Santanu Ghose, director, Business Critical Systems, HP India, spoke to us about the changing industry landscape, how HP is catering to the needs of large enterprises and SMBs, and the effects of the Oracle-HP lawsuit, in India.
Could you elaborate on the single unified architecture planned for x86 and Itanium processors?
IT has become the backbone for practically all businesses, be it small or large, or be it in the SMB, commercial or corporate segment. A lot of businesses that started with the x86 kind of environment--with Linux or Unix--are feeling the heat because they see that their applications cannot go down any further as their businesses are dependent on that. They are also seeing that their businesses are growing fast, and therefore, their IT systems should be scalable in order to grow with the business without choking. As the complexity of the handheld devices that access apps increases, the apps also need to respond faster and be highly available.
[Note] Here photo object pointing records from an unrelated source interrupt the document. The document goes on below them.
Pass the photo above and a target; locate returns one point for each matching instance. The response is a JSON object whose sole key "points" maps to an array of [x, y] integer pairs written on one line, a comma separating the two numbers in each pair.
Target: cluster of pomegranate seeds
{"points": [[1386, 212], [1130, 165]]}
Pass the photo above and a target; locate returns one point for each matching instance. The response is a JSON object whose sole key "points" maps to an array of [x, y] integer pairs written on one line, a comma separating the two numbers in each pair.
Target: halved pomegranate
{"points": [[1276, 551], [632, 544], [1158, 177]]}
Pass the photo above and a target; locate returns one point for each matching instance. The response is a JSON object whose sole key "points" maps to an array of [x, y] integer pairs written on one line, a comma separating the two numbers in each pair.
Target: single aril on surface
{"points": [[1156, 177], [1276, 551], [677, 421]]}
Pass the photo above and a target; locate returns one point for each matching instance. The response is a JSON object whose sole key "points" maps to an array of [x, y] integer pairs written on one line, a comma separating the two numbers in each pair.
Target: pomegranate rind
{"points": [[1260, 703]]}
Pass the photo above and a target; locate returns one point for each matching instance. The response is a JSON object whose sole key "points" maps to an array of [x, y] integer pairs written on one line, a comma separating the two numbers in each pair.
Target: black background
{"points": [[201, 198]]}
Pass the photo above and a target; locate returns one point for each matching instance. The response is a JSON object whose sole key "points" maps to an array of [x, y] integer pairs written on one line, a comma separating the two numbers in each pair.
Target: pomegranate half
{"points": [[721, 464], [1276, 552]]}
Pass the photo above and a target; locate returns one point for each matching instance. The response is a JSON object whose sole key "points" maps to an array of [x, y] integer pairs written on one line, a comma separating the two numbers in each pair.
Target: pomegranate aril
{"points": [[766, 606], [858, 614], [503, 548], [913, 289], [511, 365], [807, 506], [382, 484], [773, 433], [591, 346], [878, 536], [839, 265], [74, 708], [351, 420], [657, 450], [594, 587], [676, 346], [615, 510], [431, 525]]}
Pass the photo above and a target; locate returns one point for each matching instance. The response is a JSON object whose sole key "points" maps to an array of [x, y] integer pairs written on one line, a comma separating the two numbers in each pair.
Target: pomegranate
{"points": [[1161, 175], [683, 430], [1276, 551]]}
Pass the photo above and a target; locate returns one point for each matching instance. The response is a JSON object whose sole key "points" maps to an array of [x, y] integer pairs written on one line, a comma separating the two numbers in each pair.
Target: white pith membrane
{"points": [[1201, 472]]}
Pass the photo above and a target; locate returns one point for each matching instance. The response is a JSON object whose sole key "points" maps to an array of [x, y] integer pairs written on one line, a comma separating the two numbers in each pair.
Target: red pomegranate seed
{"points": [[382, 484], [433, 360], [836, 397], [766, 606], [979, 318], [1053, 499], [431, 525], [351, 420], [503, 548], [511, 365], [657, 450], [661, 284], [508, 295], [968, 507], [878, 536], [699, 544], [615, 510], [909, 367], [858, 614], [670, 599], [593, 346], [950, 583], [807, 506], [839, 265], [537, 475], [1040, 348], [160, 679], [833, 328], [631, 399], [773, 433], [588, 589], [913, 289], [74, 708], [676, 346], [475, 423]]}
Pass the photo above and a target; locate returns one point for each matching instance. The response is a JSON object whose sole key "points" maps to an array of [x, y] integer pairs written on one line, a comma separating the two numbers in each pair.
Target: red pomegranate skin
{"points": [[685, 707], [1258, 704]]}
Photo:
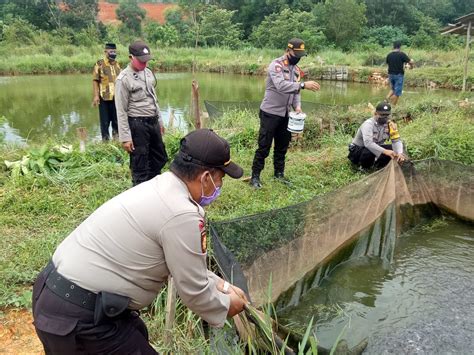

These are the challenges that some customers in the lower end of the segment--such as commercial SMB companies--are facing. Many high end large corporate customers have their mission-critical apps running on our HP UX platforms, HP OpenView platforms or the fault-tolerant NonStop Platform, and they have enjoyed very high availability and scalability and response times. But they are also seeing that IT costs are also an issue, and as their businesses are growing faster, a lot of their apps, which we call peripheral and support apps, are becoming critical. This is the dynamics of the market: While some of the organizations at the lower end of the market are going to the high end, some of the high end customers want their Linux and Windows apps to be supported the way mission-critical ones are.
What has HP done to address this need?
With this contrast between the needs of large enterprise customers and SMBs in mind, HP has looked at how Windows and Linux-based apps on x86 can be brought into the mission-critical portfolio. For the new generation of systems, we have designed x86-based servers with the same design concepts like the super dome and others as in the Integrity servers, and given them attributes and traits of a very high end system in terms of scalability, reliability, and uptime. The design concepts are same, but the processors could be different, depending on what apps are supported on them. The basic design philosophy, however, remains the same. This project is named 'Odyssey' and the underlying mission of this project is to encompass x86-based Linux and Windows-based apps into the domain of "mission-critical". So with that, we are extending the umbrella of mission-critical to x86 and Linux and Windows environment.
Could it be said that you are opting for this modularity scheme because of the waning popularity of Itanium processors?
There will be no decline of customers for these processors. I have not seen any customer going away from Itanium; they stick to it. You might probably be referring to the revenue for the Unix systems or the Risc/Epic category may have come down. But the reason for that is completely different: Every year, the Unix and the Risc/Epic category systems deliver a system that is more efficient than those of the previous years--they become 2 or 3x more efficient in terms of price performance. So customers are doing more with less money. They are spending less money, but are able to scale up and meet their business requirements. This is more of a contribution from technology than anything else. That is why you see a revenue decrease for Unix, but it does not mean that the customers are going away. Some of the mission-critical apps which were used at the customers' side are very much there. Also, some of the lower end segment customers are aspiring to get (their systems) to the mission-critical environment.
There are some customers in Europe who moved away from HP's Itanium processors due to the Oracle-HP dispute. Did this dispute have a similar effect on the Indian market?
We were not affected In india at all. Customers who had their mission-critical apps running on the Integrity platform, with HP UX, continued to support us, and there were no instances of customers moving away to a different platform because of this issue. Rather, the customers In india stood by us.
So I think in many ways, we won the first part of the lawsuit with the court's giving a diktat that Oracle will have to continue supporting HP. In many ways, this was influenced by customer feedback. Oracle finally accepted that and have now started supporting the Itanium platform for all their range of apps as well.Has the Oracle-HP lawsuit had any kind of effect on HP's brand perception in India?
The only thing that happened in India was that the customers started saying they would wait and see (the courts verdict) before they invest (in Itanium). So, while the new Itanium investments slowed down a little, that has also turned around slowly now. Q4 was a very good quarter for Itanium.As far as the Indian market is concerned, which of your business-critical solutions/products are faring the best?
We are seeing the rate of blade adoption going up very high. This is because blades offer a number of advantages such as better efficiency in terms of (floor space) footprint in India. This is important, given how floor space is at a premium in India and forms a big chunk of IT costs.
The second efficacy of the blade is on the power and cooling management front. You can very quickly distribute workloads because they don't have a backplane. These are some reasons for the increased adoption of Blade Integrity products in the market. This is fast becoming our flagship product.